Her record and achievements are indelible: New Zealand champion 13 times, Federation Cup player/captain, coach, mentor, trailblazer, inspiration.

That 1957 Wimbledon tournament was momentous, with American Althea Gibson becoming the first black player to win a title there. Gibson had become the first black Grand Slam tennis winner a year earlier, in Paris.

When asked, Morrison says she faced no particular difficulties of being Māori in a white sports world and in a New Zealand society where the Māori renaissance, the fight back against colonisation, had yet to gather pace.

Instead, she portrays her tennis life as one of endless friendships, constant support and opportunity. Those supporters included a certain Colonel John Legg, the Wimbledon referee.

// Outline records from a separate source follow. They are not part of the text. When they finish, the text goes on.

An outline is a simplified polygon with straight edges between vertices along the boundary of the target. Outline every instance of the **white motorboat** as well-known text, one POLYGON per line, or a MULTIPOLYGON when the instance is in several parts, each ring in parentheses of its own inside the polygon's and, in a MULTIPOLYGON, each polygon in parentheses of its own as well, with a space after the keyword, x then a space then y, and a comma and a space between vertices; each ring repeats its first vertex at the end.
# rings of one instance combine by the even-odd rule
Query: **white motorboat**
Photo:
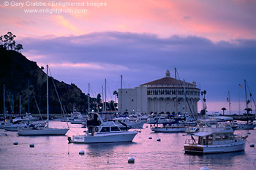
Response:
POLYGON ((116 125, 121 128, 126 127, 128 128, 143 128, 144 125, 144 122, 141 122, 140 120, 132 121, 127 117, 119 117, 118 118, 113 119, 113 120, 116 125))
POLYGON ((188 126, 178 124, 170 124, 158 127, 151 126, 151 129, 154 132, 185 132, 188 126))
POLYGON ((199 131, 199 126, 189 126, 187 128, 186 133, 188 134, 195 134, 199 131))
POLYGON ((237 130, 252 130, 256 127, 256 124, 249 121, 248 123, 237 123, 237 130))
POLYGON ((94 115, 93 120, 87 120, 87 127, 85 134, 68 137, 69 142, 85 144, 132 142, 138 133, 122 131, 113 121, 104 122, 99 114, 94 115))
POLYGON ((168 119, 166 119, 163 116, 159 116, 156 113, 152 113, 148 118, 148 124, 162 124, 163 123, 167 123, 168 121, 168 119))
POLYGON ((200 128, 199 132, 191 135, 191 139, 186 140, 185 153, 223 153, 244 150, 247 136, 237 136, 233 132, 231 127, 218 125, 200 128))
POLYGON ((47 124, 44 128, 19 128, 18 134, 20 136, 35 135, 65 135, 69 128, 49 128, 49 102, 48 102, 48 66, 47 65, 47 124))

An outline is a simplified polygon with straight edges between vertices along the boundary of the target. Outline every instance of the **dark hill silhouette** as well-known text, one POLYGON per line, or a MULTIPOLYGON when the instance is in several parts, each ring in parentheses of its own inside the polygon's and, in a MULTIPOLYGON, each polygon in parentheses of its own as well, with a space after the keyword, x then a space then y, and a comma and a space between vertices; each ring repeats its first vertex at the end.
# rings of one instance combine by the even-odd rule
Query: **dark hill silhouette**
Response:
MULTIPOLYGON (((45 66, 46 69, 46 66, 45 66)), ((3 89, 6 89, 6 108, 12 112, 12 94, 14 112, 19 112, 19 95, 21 98, 21 113, 28 112, 28 85, 29 79, 29 112, 38 114, 34 94, 41 113, 46 113, 46 74, 34 61, 28 60, 22 54, 0 48, 0 113, 3 113, 3 89), (34 94, 33 94, 34 93, 34 94)), ((46 70, 45 70, 46 72, 46 70)), ((86 112, 88 96, 75 85, 68 85, 54 80, 59 95, 67 113, 76 107, 78 111, 86 112)), ((49 112, 61 113, 61 106, 49 77, 49 112)))

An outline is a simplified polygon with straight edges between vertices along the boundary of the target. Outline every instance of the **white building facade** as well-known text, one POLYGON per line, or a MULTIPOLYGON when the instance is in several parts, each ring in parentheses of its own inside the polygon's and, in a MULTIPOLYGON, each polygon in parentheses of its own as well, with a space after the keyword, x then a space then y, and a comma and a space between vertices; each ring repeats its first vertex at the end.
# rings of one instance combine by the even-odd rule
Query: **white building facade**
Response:
POLYGON ((118 112, 197 113, 200 95, 200 90, 195 82, 184 83, 170 77, 167 70, 164 78, 135 88, 118 89, 118 112))

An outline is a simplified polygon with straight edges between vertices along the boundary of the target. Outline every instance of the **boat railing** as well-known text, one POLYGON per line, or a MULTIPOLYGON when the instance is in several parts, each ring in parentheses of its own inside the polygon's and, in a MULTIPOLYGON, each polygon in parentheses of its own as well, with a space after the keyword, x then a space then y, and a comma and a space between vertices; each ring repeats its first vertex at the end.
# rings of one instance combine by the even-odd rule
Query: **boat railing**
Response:
POLYGON ((186 139, 185 144, 197 144, 197 142, 193 140, 193 139, 186 139))

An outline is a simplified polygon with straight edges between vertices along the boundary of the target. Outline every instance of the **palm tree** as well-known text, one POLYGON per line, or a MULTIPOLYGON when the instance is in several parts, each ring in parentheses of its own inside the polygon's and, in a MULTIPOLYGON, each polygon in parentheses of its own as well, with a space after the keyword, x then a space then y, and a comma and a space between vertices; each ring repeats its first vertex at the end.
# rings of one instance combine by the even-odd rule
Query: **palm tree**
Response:
POLYGON ((225 108, 225 107, 222 107, 222 110, 223 111, 223 115, 224 115, 224 114, 225 114, 225 110, 227 110, 227 109, 226 109, 226 108, 225 108))

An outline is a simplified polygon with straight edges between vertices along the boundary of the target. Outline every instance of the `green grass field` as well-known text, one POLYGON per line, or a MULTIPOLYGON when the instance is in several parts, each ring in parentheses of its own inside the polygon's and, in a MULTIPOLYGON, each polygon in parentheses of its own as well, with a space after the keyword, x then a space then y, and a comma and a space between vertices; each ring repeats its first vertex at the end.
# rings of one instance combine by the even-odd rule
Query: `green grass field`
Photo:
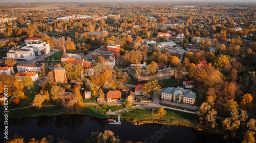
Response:
POLYGON ((180 112, 168 109, 165 109, 166 113, 163 116, 157 115, 157 109, 154 111, 152 115, 152 109, 132 109, 127 111, 123 111, 121 116, 122 119, 134 120, 136 122, 144 121, 161 121, 169 123, 178 123, 194 126, 194 122, 198 120, 196 115, 180 112))
POLYGON ((60 58, 62 55, 63 52, 62 51, 58 51, 50 56, 46 58, 46 60, 49 58, 50 60, 52 60, 52 58, 54 58, 54 60, 60 60, 60 58))

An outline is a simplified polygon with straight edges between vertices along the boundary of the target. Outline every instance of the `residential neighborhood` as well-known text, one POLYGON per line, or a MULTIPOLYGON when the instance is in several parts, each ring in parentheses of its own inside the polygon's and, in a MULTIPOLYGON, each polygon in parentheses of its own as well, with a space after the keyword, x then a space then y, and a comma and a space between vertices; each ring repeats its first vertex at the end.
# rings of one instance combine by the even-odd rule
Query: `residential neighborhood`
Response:
POLYGON ((254 2, 55 1, 0 6, 1 141, 255 142, 254 2))

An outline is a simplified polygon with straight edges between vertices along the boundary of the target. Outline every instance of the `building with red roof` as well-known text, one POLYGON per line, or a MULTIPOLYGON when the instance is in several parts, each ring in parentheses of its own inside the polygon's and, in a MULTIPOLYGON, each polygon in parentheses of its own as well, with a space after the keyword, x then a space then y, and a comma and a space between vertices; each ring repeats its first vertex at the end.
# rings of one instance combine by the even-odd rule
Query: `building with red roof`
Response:
POLYGON ((164 64, 157 63, 157 64, 159 69, 164 69, 164 68, 165 68, 165 65, 164 65, 164 64))
POLYGON ((183 81, 183 86, 186 89, 193 88, 194 83, 193 81, 183 81))
POLYGON ((170 37, 172 35, 168 33, 159 32, 157 33, 160 37, 170 37))
POLYGON ((117 102, 121 99, 121 92, 119 91, 109 91, 106 94, 108 102, 117 102))
POLYGON ((8 75, 14 73, 13 67, 0 67, 0 74, 5 73, 8 75))
POLYGON ((147 100, 148 97, 147 93, 144 91, 145 85, 138 84, 135 87, 135 97, 136 100, 147 100))
POLYGON ((33 72, 19 72, 14 76, 18 78, 23 77, 25 78, 25 76, 27 75, 29 75, 29 76, 30 76, 30 77, 32 78, 32 81, 34 82, 39 79, 38 74, 37 73, 33 72))

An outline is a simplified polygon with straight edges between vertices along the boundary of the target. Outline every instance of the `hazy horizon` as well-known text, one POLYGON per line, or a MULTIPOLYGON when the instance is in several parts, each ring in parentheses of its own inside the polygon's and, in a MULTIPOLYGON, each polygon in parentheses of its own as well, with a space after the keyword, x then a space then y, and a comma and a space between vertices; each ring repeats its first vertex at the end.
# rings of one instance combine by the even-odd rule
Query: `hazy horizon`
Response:
POLYGON ((108 0, 108 1, 102 1, 102 0, 45 0, 44 2, 38 0, 12 0, 11 2, 7 2, 5 1, 0 0, 0 3, 2 4, 19 4, 22 3, 129 3, 129 2, 155 2, 155 3, 161 3, 161 2, 175 2, 175 3, 230 3, 232 2, 238 3, 256 3, 255 0, 246 0, 245 1, 241 2, 241 0, 227 0, 225 2, 222 0, 180 0, 179 2, 177 2, 174 0, 161 0, 159 2, 156 2, 153 0, 149 1, 144 1, 144 0, 130 0, 129 2, 124 0, 108 0))

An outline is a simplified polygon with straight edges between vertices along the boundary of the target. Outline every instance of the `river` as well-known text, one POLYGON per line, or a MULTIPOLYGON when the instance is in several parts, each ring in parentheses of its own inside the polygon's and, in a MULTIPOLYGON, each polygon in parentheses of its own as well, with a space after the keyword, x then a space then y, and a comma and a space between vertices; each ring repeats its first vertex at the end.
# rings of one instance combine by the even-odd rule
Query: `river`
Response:
MULTIPOLYGON (((0 142, 3 142, 4 124, 0 123, 2 139, 0 142)), ((135 126, 124 121, 121 122, 120 125, 109 125, 106 120, 81 115, 9 119, 8 124, 8 137, 18 133, 24 138, 25 142, 33 137, 40 139, 49 135, 54 137, 53 142, 63 138, 73 143, 82 142, 90 138, 92 132, 103 132, 105 130, 114 132, 122 142, 130 140, 134 142, 144 143, 228 142, 222 136, 210 134, 188 127, 157 124, 135 126)))

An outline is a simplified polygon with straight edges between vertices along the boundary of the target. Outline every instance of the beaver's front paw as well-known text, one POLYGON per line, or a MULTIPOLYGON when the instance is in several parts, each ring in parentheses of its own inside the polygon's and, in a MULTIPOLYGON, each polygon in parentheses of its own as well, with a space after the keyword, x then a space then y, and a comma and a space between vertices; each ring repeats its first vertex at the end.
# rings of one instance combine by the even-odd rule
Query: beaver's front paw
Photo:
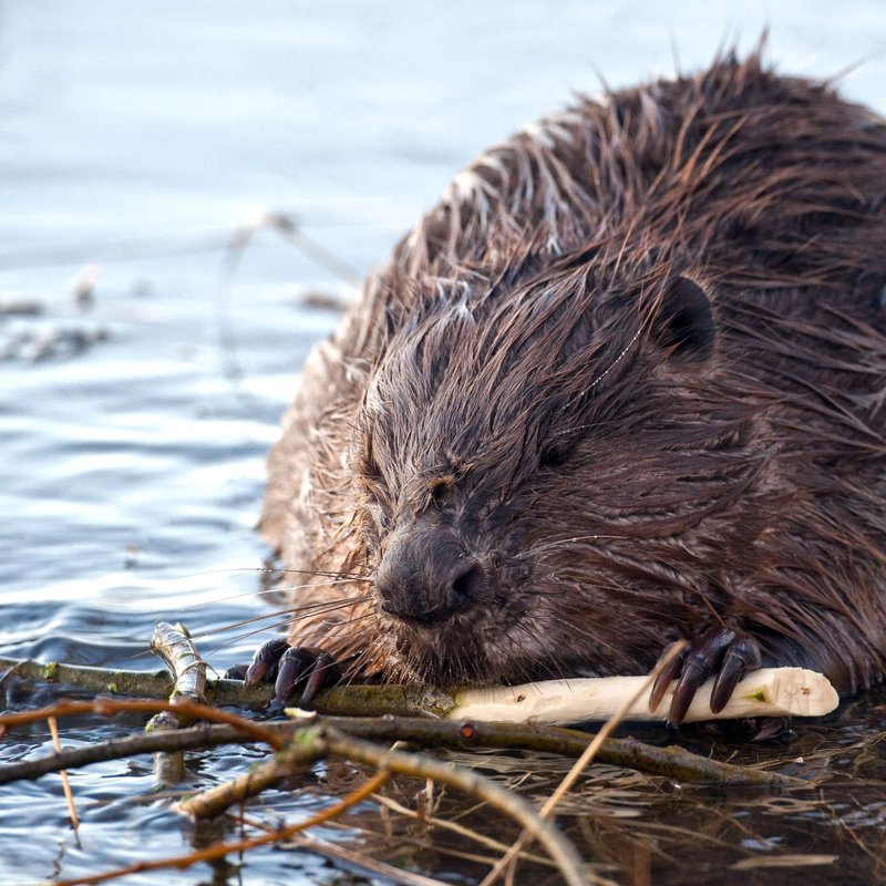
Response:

"He decided I would be his little pet and there was nothing I could do wrong - he opened doors," she says.

Even though the Wimbledon record book says she coped very well, Morrison said playing overseas was a massive test.

"International tennis was quite different - it was about three levels higher than what I played here. Here…I got away with murder," she says.

Perhaps the biggest mystery - or make that snub - of her unique career was the apparent failure by New Zealand Tennis to invite her to a Wellington centenary dinner during the 1980s. As to why - in typical fashion she tells a story, leaving any savage backhands to be delivered by others.

The guest of honour was her friend Fred Perry, the great British player.

"Fred rang from Wellington and said 'I'm coming up to see you'," she recalls.

"He said he'd asked everybody at the dinner where I was. Even other players from around Rotorua went down for it.

"So he came up here and we went to dinner. As we sat down he said 'I've got my big coat on for a very good reason' Then he pulled all these things out of his pockets from the dinner - lollies, the menu…we cracked up."

One match stands out in her career - a win over legendary Australian Margaret Court (nee Smith), who still holds the Grand Slam singles record.

The 18-year-old had just won the first of her many Australian Open titles, but Morrison beat her in the 1960 New Zealand final at the Stanley St courts in Auckland.

"I just played my game - every game is the same to me," says Morrison, who tries to play this victory down.

"The courts were very fast, even though they were grass. They had imported special clay from the north for the foundations, and it suited my game beautifully.

"It was a bit of a fluke…she had gone through quite a bit of trauma [apparently with officialdom] before leaving Australia and I got her on the rebound sort of thing.

"When I read her book I just cried and cried and cried. She became a champion in spite of things. It's a horror story."

Morrison - who had a career as a teacher - still loves watching tennis with the Swiss master Roger Federer her clear favourite.

"Poetry in motion, a ballerina," she says of Federer.

She had a pacemaker inserted a few years ago. Those keeping an eye on her wellbeing include son Robert (her eldest son Ashley passed away six years ago) and brother Monty, both present when NZME visited her.

Seven years ago, she re-visited Wimbledon on a special invitation, with 18 friends and family from around New Zealand also making the trip. This support appears typical for a woman never short of a glowing word for others.

In recent years she has met Serena Williams in Auckland, presenting her with a cloak made by Ngati Whatua Orakei weavers.

And she was honoured in an Auckland Philharmonic Orchestra theatre production for kids last year, alongside the famed aviator Jean Batten and Nancy "White Mouse" Wake, the remarkable World War II French Resistance fighter.

The accolades and new experiences keep coming.

"I'm a bit terrified to go back to the marae - they'll give me heaps," she says of her new title.

"I'm not poking fun at it - I'm just poking fun at myself.

"I live for the moment…try to mind my own business, but the door keeps opening and shutting and the phone keeps going."

Her memories of life in a very different tennis age are relentlessly warm.

"I had a God-given gift but I wasn't alone - it was the mentors who opened the doors to make it happen," she says.

"And as the quote says, 'friends across the net are friends across the ocean'.

"International tennis players are wonderful people."